Wolfberry‐Derived Zeaxanthin Dipalmitate Attenuates Ethanol‐Induced Hepatic Damage

Scope Besides abstinence and nutritional support, there is no proven clinical treatment for patients with alcoholic fatty liver disease (AFLD). Here, the therapeutic effects and mechanisms of action of wolfberry‐derived zeaxanthin dipalmitate (ZD) on AFLD models are demonstrated. Methods and results The hepatoprotective effects of ZD are evaluated in vitro and in vivo.
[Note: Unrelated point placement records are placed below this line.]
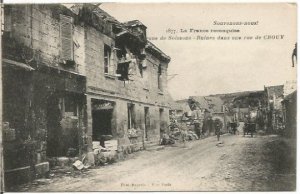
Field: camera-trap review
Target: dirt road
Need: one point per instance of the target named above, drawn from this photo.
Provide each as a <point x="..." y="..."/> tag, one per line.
<point x="262" y="163"/>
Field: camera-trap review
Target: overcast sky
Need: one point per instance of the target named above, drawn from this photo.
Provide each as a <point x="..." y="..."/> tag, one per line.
<point x="219" y="66"/>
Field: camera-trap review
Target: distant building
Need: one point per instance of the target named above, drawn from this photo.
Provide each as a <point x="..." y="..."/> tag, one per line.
<point x="274" y="96"/>
<point x="289" y="107"/>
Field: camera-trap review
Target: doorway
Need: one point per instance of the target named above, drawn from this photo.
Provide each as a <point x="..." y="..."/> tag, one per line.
<point x="161" y="111"/>
<point x="147" y="122"/>
<point x="102" y="114"/>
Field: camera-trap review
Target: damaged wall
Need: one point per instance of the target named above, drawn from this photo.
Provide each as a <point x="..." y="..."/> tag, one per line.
<point x="142" y="89"/>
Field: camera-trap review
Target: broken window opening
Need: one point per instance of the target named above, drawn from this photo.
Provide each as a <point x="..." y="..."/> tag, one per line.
<point x="70" y="106"/>
<point x="131" y="116"/>
<point x="107" y="53"/>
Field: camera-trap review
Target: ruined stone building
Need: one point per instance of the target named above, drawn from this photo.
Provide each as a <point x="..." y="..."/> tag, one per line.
<point x="72" y="76"/>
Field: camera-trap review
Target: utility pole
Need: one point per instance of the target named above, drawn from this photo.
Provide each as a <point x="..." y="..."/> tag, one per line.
<point x="1" y="96"/>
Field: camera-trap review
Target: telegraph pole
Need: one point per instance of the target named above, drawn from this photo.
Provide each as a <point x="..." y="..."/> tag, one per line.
<point x="1" y="96"/>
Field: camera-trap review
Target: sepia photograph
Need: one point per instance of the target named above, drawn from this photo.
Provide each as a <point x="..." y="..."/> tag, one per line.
<point x="111" y="96"/>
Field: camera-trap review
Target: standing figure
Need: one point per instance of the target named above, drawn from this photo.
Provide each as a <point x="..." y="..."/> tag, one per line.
<point x="218" y="126"/>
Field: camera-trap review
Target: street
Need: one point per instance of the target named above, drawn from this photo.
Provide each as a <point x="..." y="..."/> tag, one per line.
<point x="261" y="163"/>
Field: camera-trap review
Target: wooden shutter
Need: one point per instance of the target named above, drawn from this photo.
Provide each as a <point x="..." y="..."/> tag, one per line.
<point x="66" y="36"/>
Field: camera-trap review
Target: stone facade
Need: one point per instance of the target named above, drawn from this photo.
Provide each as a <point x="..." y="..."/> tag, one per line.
<point x="64" y="84"/>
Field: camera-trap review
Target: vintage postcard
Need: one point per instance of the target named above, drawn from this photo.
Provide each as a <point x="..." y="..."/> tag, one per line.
<point x="148" y="97"/>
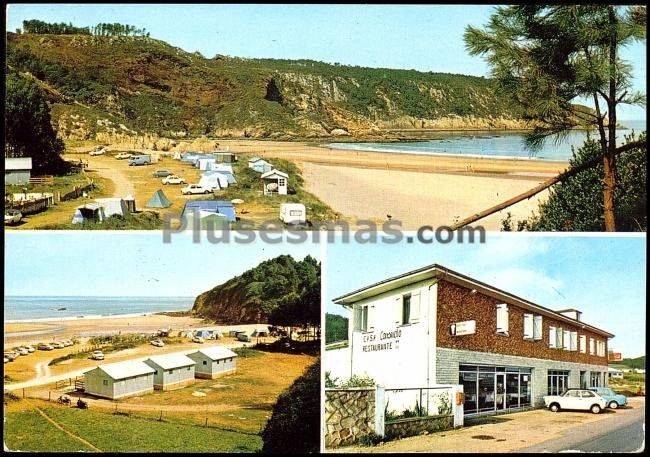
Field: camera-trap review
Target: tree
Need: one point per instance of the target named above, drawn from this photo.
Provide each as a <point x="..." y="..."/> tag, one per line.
<point x="295" y="423"/>
<point x="576" y="205"/>
<point x="28" y="130"/>
<point x="548" y="58"/>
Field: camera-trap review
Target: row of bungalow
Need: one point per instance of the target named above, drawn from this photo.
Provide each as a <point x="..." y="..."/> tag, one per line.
<point x="163" y="372"/>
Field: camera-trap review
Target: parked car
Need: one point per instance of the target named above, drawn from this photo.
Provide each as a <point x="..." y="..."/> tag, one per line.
<point x="173" y="179"/>
<point x="142" y="159"/>
<point x="162" y="173"/>
<point x="13" y="216"/>
<point x="578" y="399"/>
<point x="613" y="399"/>
<point x="10" y="355"/>
<point x="195" y="189"/>
<point x="243" y="336"/>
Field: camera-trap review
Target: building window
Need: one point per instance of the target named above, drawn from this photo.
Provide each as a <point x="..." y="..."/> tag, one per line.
<point x="537" y="328"/>
<point x="361" y="318"/>
<point x="594" y="379"/>
<point x="552" y="337"/>
<point x="406" y="309"/>
<point x="502" y="319"/>
<point x="558" y="381"/>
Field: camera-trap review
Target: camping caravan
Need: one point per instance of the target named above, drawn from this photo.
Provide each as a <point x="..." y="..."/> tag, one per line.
<point x="293" y="213"/>
<point x="113" y="206"/>
<point x="90" y="212"/>
<point x="261" y="166"/>
<point x="275" y="182"/>
<point x="213" y="180"/>
<point x="158" y="200"/>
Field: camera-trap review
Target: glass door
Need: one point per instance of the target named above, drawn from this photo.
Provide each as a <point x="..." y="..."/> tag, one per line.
<point x="500" y="391"/>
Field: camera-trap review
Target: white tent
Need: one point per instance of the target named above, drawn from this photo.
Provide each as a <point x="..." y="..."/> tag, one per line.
<point x="220" y="167"/>
<point x="113" y="206"/>
<point x="88" y="212"/>
<point x="212" y="180"/>
<point x="293" y="213"/>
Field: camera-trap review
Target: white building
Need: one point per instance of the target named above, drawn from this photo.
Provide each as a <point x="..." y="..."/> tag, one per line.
<point x="275" y="182"/>
<point x="214" y="361"/>
<point x="118" y="380"/>
<point x="435" y="326"/>
<point x="17" y="171"/>
<point x="172" y="371"/>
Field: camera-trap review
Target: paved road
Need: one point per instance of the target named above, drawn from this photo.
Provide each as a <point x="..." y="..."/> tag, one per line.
<point x="620" y="433"/>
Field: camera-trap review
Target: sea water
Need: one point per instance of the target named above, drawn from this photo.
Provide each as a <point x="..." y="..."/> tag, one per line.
<point x="493" y="144"/>
<point x="50" y="308"/>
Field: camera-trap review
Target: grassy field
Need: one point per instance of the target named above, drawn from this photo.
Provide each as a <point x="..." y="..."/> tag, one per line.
<point x="27" y="430"/>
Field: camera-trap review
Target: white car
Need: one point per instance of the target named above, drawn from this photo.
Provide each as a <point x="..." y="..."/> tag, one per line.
<point x="173" y="179"/>
<point x="12" y="216"/>
<point x="579" y="399"/>
<point x="195" y="189"/>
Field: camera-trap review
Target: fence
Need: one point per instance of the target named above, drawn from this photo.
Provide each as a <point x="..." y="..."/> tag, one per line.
<point x="354" y="413"/>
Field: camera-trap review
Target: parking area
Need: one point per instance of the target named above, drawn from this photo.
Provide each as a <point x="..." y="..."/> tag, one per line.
<point x="512" y="432"/>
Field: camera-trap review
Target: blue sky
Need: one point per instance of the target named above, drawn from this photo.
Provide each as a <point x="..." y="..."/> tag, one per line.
<point x="128" y="264"/>
<point x="602" y="276"/>
<point x="421" y="37"/>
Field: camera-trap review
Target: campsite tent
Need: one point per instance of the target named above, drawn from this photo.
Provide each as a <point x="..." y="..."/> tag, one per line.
<point x="113" y="206"/>
<point x="222" y="207"/>
<point x="88" y="212"/>
<point x="213" y="180"/>
<point x="158" y="200"/>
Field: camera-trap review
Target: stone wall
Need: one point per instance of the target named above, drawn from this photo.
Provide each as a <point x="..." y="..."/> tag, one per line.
<point x="349" y="415"/>
<point x="417" y="426"/>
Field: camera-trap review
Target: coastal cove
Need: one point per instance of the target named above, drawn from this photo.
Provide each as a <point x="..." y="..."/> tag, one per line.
<point x="496" y="144"/>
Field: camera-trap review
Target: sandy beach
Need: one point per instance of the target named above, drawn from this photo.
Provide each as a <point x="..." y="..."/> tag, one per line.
<point x="56" y="329"/>
<point x="415" y="189"/>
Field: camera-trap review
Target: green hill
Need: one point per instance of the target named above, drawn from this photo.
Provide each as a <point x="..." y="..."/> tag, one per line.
<point x="280" y="291"/>
<point x="336" y="328"/>
<point x="135" y="85"/>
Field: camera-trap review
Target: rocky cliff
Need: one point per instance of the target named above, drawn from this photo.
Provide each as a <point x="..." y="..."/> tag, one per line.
<point x="133" y="87"/>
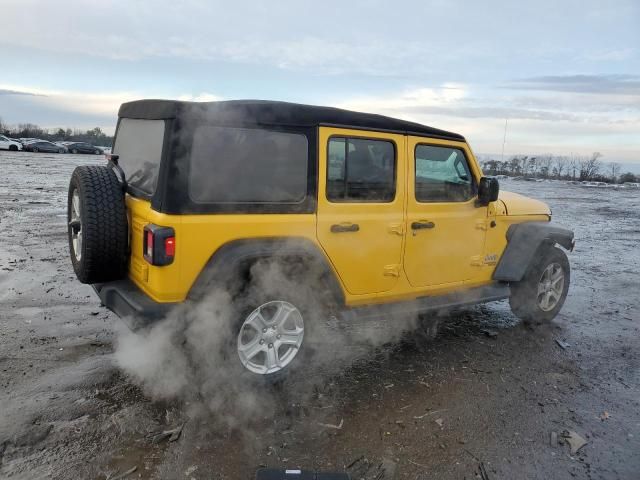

Direct interacting receptors of ZD on cell membranes are identified by liver‐specific knockdown and biophysical measurements. Downstream signaling pathways are delineated using molecular and cellular biological methods. It is demonstrated that ZD attenuates hepatocyte and whole‐liver injury in ethanol‐treated cells (dose: 1 µ m ) and a chronic binge AFLD rat model (dose: 10 mg kg –1 ), respectively. The direct targets of ZD on the cell membrane include receptor P2X7 and adiponectin receptor 1 (adipoR1). Signals from P2X7 and adipoR1 modulate the phosphatidylinositide 3‐kinase‐Akt and/or AMP‐activated protein kinase‐FoxO3a pathways, to restore mitochondrial autophagy (mitophagy) functions suppressed by ethanol intoxication. In addition, ZD alleviates hepatic inflammation partially via the inhibition of Nod‐like receptor 3 inflammasome, whose activation is a direct consequence of suppressed mitophagy. Liver‐specific inhibition of receptors or mitophagy significantly impairs the beneficial effects of ZD. Conclusions ZD is an effective and promising agent for the potential treatment of AFLD.